The Value of a Good Mentor: Celebrating Morgan Price

Recently, I found out that co-workers were talking about me behind my back. When this happened, there was one person I rushed to for advice: Morgan Price. I want to take a moment to recognize, thank him, and discuss what makes him a great leader. 

Morgan stepped in as the interim Executive Director of Circus Center after our previous leader stepped down. He immediately got to work addressing both the financial and social issues that led to Circus Center’s almost bankruptcy and distrust among employees. Right before he stepped into this role, I became the Head of the Flying Trapeze Department. This was my first managerial role and I was younger than most of my team. I felt nervous in my abilities to lead the big personalities of the Flying Department. 

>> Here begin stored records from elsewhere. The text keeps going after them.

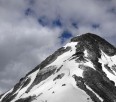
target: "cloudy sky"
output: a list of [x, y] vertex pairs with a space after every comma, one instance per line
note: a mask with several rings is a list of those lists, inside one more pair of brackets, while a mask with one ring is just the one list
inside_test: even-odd
[[116, 45], [116, 0], [0, 0], [0, 93], [86, 32]]

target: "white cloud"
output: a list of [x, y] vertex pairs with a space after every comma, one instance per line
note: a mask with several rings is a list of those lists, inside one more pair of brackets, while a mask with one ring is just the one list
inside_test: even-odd
[[0, 91], [6, 91], [60, 45], [60, 29], [26, 17], [24, 2], [0, 1]]
[[[66, 28], [74, 20], [82, 28], [88, 28], [93, 23], [100, 24], [99, 32], [103, 35], [105, 31], [108, 32], [105, 36], [116, 32], [113, 29], [116, 14], [111, 12], [111, 8], [116, 9], [115, 0], [37, 0], [31, 8], [37, 17], [47, 16], [49, 20], [53, 20], [60, 16]], [[93, 28], [88, 29], [88, 32], [91, 30]]]

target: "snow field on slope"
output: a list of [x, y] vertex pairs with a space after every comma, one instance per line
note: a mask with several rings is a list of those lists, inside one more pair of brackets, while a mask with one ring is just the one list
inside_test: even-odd
[[[55, 66], [58, 69], [59, 67], [62, 66], [59, 72], [52, 74], [46, 80], [43, 80], [39, 84], [35, 85], [29, 91], [29, 93], [25, 93], [25, 91], [33, 83], [39, 70], [28, 75], [27, 78], [31, 78], [31, 82], [23, 89], [20, 89], [21, 88], [20, 87], [17, 90], [18, 94], [12, 102], [15, 102], [19, 98], [26, 98], [29, 96], [38, 97], [37, 102], [39, 102], [39, 101], [42, 102], [41, 100], [43, 100], [43, 99], [47, 99], [47, 100], [49, 100], [49, 102], [61, 102], [61, 100], [60, 100], [61, 98], [63, 99], [62, 102], [71, 102], [71, 99], [74, 99], [74, 100], [72, 100], [72, 102], [76, 102], [76, 99], [80, 97], [79, 95], [82, 95], [82, 97], [79, 98], [79, 102], [83, 102], [83, 101], [84, 102], [92, 102], [91, 100], [87, 101], [87, 98], [89, 96], [83, 90], [79, 89], [76, 86], [75, 79], [72, 77], [73, 75], [83, 77], [83, 75], [82, 75], [83, 70], [79, 68], [80, 64], [94, 68], [93, 64], [89, 60], [86, 63], [77, 63], [75, 61], [75, 59], [72, 59], [72, 55], [76, 53], [76, 47], [75, 47], [76, 45], [77, 45], [77, 42], [71, 42], [71, 43], [68, 43], [67, 45], [65, 45], [64, 48], [71, 47], [71, 49], [69, 51], [63, 53], [62, 55], [58, 56], [54, 62], [52, 62], [51, 64], [47, 65], [44, 68], [44, 70], [47, 70], [47, 68], [49, 68], [50, 66]], [[85, 57], [88, 56], [87, 51], [84, 51], [84, 55], [85, 55]], [[56, 78], [57, 75], [62, 74], [62, 73], [64, 73], [64, 77], [62, 79], [57, 79], [57, 80], [53, 81], [53, 79]], [[66, 86], [62, 86], [63, 84], [65, 84]], [[63, 94], [61, 95], [61, 93], [63, 93]], [[53, 96], [53, 95], [55, 95], [55, 96]], [[57, 96], [59, 96], [59, 98]], [[69, 97], [69, 96], [71, 96], [71, 97]], [[52, 99], [52, 97], [57, 97], [57, 98]], [[66, 97], [68, 97], [69, 99]], [[36, 102], [36, 101], [33, 101], [33, 102]]]
[[[62, 86], [63, 84], [65, 86]], [[45, 90], [49, 85], [42, 87]], [[87, 102], [87, 98], [90, 99], [83, 90], [76, 86], [75, 80], [71, 76], [65, 76], [57, 80], [50, 90], [44, 91], [41, 96], [32, 102], [77, 102], [77, 99], [79, 99], [79, 102]], [[90, 99], [88, 102], [92, 102], [92, 100]]]
[[[72, 46], [71, 46], [71, 47], [72, 47]], [[72, 50], [72, 49], [73, 49], [73, 50]], [[70, 61], [69, 61], [69, 58], [70, 58], [73, 54], [75, 54], [75, 46], [74, 46], [72, 49], [71, 49], [71, 51], [68, 51], [68, 52], [62, 54], [61, 56], [59, 56], [53, 63], [51, 63], [50, 65], [47, 66], [47, 67], [49, 67], [49, 66], [55, 65], [55, 66], [57, 66], [57, 68], [58, 68], [58, 67], [60, 67], [61, 65], [63, 65], [62, 68], [61, 68], [61, 70], [60, 70], [58, 73], [56, 73], [55, 75], [52, 75], [52, 76], [50, 76], [48, 79], [46, 79], [46, 80], [40, 82], [40, 84], [35, 85], [35, 86], [31, 89], [30, 93], [29, 93], [27, 96], [30, 96], [30, 95], [36, 95], [36, 96], [38, 96], [38, 95], [42, 94], [41, 96], [38, 97], [37, 102], [38, 102], [38, 100], [41, 102], [41, 100], [43, 100], [43, 99], [46, 99], [47, 102], [48, 102], [48, 100], [51, 99], [50, 97], [52, 97], [52, 96], [51, 96], [51, 95], [52, 95], [52, 92], [50, 93], [50, 91], [48, 91], [48, 90], [50, 89], [50, 90], [53, 91], [53, 89], [54, 89], [54, 92], [60, 93], [59, 90], [60, 90], [60, 88], [61, 88], [61, 86], [62, 86], [63, 83], [65, 83], [66, 85], [71, 86], [72, 89], [80, 90], [81, 93], [86, 94], [84, 91], [82, 91], [81, 89], [79, 89], [79, 88], [76, 86], [76, 82], [75, 82], [74, 78], [72, 78], [72, 76], [73, 76], [74, 74], [77, 75], [77, 76], [82, 77], [82, 73], [83, 73], [83, 70], [80, 69], [80, 68], [78, 68], [79, 64], [76, 63], [75, 60], [70, 60]], [[90, 64], [90, 63], [89, 63], [89, 64]], [[88, 65], [88, 63], [87, 63], [87, 65]], [[65, 76], [64, 76], [62, 79], [57, 79], [56, 81], [53, 81], [53, 79], [54, 79], [58, 74], [61, 74], [61, 73], [64, 73]], [[65, 79], [65, 80], [64, 80], [64, 79]], [[66, 81], [66, 80], [68, 80], [68, 81]], [[77, 89], [77, 88], [78, 88], [78, 89]], [[72, 90], [72, 89], [71, 89], [71, 90]], [[63, 89], [62, 89], [62, 90], [63, 90]], [[64, 90], [64, 91], [66, 91], [66, 90]], [[62, 92], [62, 91], [61, 91], [61, 92]], [[72, 91], [72, 92], [73, 92], [73, 91]], [[78, 91], [77, 91], [77, 92], [78, 92]], [[70, 93], [70, 92], [69, 92], [69, 93]], [[79, 92], [79, 93], [80, 93], [80, 92]], [[78, 95], [80, 95], [80, 94], [78, 94]], [[76, 97], [77, 97], [78, 95], [76, 95]], [[87, 95], [87, 94], [86, 94], [86, 95]], [[27, 97], [27, 96], [25, 96], [25, 97]], [[64, 97], [64, 96], [63, 96], [63, 97]], [[84, 95], [84, 97], [85, 97], [85, 95]], [[87, 97], [89, 97], [89, 96], [87, 95]], [[87, 99], [87, 97], [86, 97], [86, 99]], [[62, 97], [61, 97], [61, 98], [62, 98]], [[59, 98], [59, 99], [61, 99], [61, 98]], [[63, 100], [65, 100], [65, 99], [67, 99], [67, 98], [65, 97]], [[71, 98], [71, 99], [72, 99], [72, 98]], [[83, 99], [83, 98], [82, 98], [82, 99]], [[80, 98], [80, 102], [83, 101], [82, 99]], [[75, 98], [74, 98], [73, 101], [74, 101], [74, 102], [76, 101]], [[33, 102], [36, 102], [36, 101], [33, 101]], [[50, 100], [50, 102], [60, 102], [60, 100], [58, 101], [58, 100], [52, 99], [52, 100]], [[64, 102], [65, 102], [65, 101], [64, 101]], [[67, 102], [68, 102], [68, 101], [67, 101]], [[71, 101], [69, 101], [69, 102], [71, 102]]]
[[[63, 61], [64, 60], [66, 60], [66, 59], [68, 59], [70, 56], [72, 56], [72, 54], [74, 54], [75, 53], [75, 46], [76, 46], [76, 42], [72, 42], [72, 43], [68, 43], [65, 47], [71, 47], [71, 51], [68, 51], [68, 53], [64, 53], [63, 54], [63, 56], [61, 55], [61, 56], [58, 56], [58, 62], [60, 62], [60, 63], [55, 63], [58, 67], [60, 67], [60, 65], [61, 65], [61, 63], [63, 63]], [[61, 58], [60, 58], [61, 57]], [[61, 61], [60, 61], [61, 60]], [[57, 62], [57, 61], [56, 61]], [[53, 64], [52, 64], [53, 65]], [[50, 65], [48, 65], [48, 66], [46, 66], [46, 67], [49, 67]], [[34, 81], [34, 79], [35, 79], [35, 77], [36, 77], [36, 75], [37, 75], [37, 73], [39, 72], [39, 70], [37, 70], [37, 71], [35, 71], [35, 72], [33, 72], [32, 74], [30, 74], [30, 75], [28, 75], [27, 76], [27, 78], [31, 78], [31, 82], [26, 86], [26, 87], [24, 87], [23, 89], [18, 89], [14, 94], [16, 94], [16, 93], [18, 93], [17, 94], [17, 96], [15, 97], [15, 99], [13, 100], [13, 101], [15, 101], [15, 100], [17, 100], [19, 97], [20, 98], [25, 98], [25, 97], [28, 97], [31, 93], [24, 93], [27, 89], [28, 89], [28, 87], [33, 83], [33, 81]], [[25, 79], [25, 80], [27, 80], [27, 79]], [[43, 83], [43, 81], [42, 81], [42, 83]], [[41, 84], [40, 84], [41, 85]], [[40, 86], [39, 85], [39, 86]], [[37, 85], [37, 87], [39, 87], [38, 85]], [[36, 87], [34, 88], [32, 88], [32, 90], [36, 90]]]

At first, there was friction between my team and me, especially with the older, more experienced coaches. As a manager, I needed to make sure my team came on time and worked their shifts regularly but people continuously came late or called out. While I wanted to be wary of their personal needs, I also needed to think about the students and the business overall. Since the team had always been lax about arrival times and leaving classes midway through, we butted heads. My team, who were and still are some of my closest friends, said some unkind things about my work and my personality. 

Immediately, I was hurt. I couldn’t understand how my team didn’t understand the need for timeliness. Personally, I was hurt because I truly saw these people as my friends and didn’t expect their first response to be so aggressive. I shut down and left those situations. Then, I went to Morgan.

I came to Morgan angry and appalled that my team, when I’m thinking of their and their students’ best interest, would come at me with so much contention. I told him how much it hurt that my so-called friends were treating me like this. Morgan listened to me and asked questions. Through his questioning, I came to the realization that none of this was about me. He explained the Skill/Will Matrix and how to manage people based on where they fell in this chart. Because of the environment at Circus Center, high-level coaches often felt overlooked and underappreciated. This meant that their motivation was low. So, they fit into a space in the Matrix that needed a lot of listening and reassurance. I was asking for compliance without letting my team feel heard. 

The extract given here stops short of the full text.